/spark-redshift

Redshift data source for Spark

Primary LanguageScalaApache License 2.0Apache-2.0

Redshift Data Source for Apache Spark

Build Status codecov.io

A library to load data into Spark SQL DataFrames from Amazon Redshift, and write them back to Redshift tables. Amazon S3 is used to efficiently transfer data in and out of Redshift, and JDBC is used to automatically trigger the appropriate COPY and UNLOAD commands on Redshift.

This library is more suited to ETL than interactive queries, since large amounts of data could be extracted to S3 for each query execution. If you plan to perform many queries against the same Redshift tables then we recommend saving the extracted data in a format such as Parquet.

Installation

This library requires Apache Spark 2.0+ and Amazon Redshift 1.0.963+.

For version that works with Spark 1.x, please check for the 1.x branch.

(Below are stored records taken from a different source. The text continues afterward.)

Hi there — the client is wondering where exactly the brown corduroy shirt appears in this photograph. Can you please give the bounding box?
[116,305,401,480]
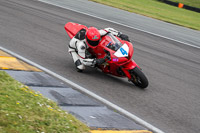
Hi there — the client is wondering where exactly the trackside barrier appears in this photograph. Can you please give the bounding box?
[159,0,200,13]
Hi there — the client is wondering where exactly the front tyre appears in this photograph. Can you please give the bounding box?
[130,67,148,89]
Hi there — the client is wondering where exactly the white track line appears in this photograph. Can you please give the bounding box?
[38,0,200,49]
[0,46,165,133]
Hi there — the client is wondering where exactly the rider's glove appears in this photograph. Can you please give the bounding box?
[95,54,111,65]
[117,32,130,42]
[95,58,106,65]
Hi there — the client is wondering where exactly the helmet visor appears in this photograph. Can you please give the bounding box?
[86,36,100,47]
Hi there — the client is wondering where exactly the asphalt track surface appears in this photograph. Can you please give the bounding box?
[39,0,200,48]
[0,0,200,133]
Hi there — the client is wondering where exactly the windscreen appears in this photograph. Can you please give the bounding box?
[106,33,123,51]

You may use this library in your applications with the following dependency information:

Scala 2.10

groupId: com.databricks
artifactId: spark-redshift_2.10
version: 2.0.1

Scala 2.11

groupId: com.databricks
artifactId: spark-redshift_2.11
version: 2.0.1

You will also need to provide a JDBC driver that is compatible with Redshift. Amazon recommend that you use their driver, which is distributed as a JAR that is hosted on Amazon's website. This library has also been successfully tested using the Postgres JDBC driver.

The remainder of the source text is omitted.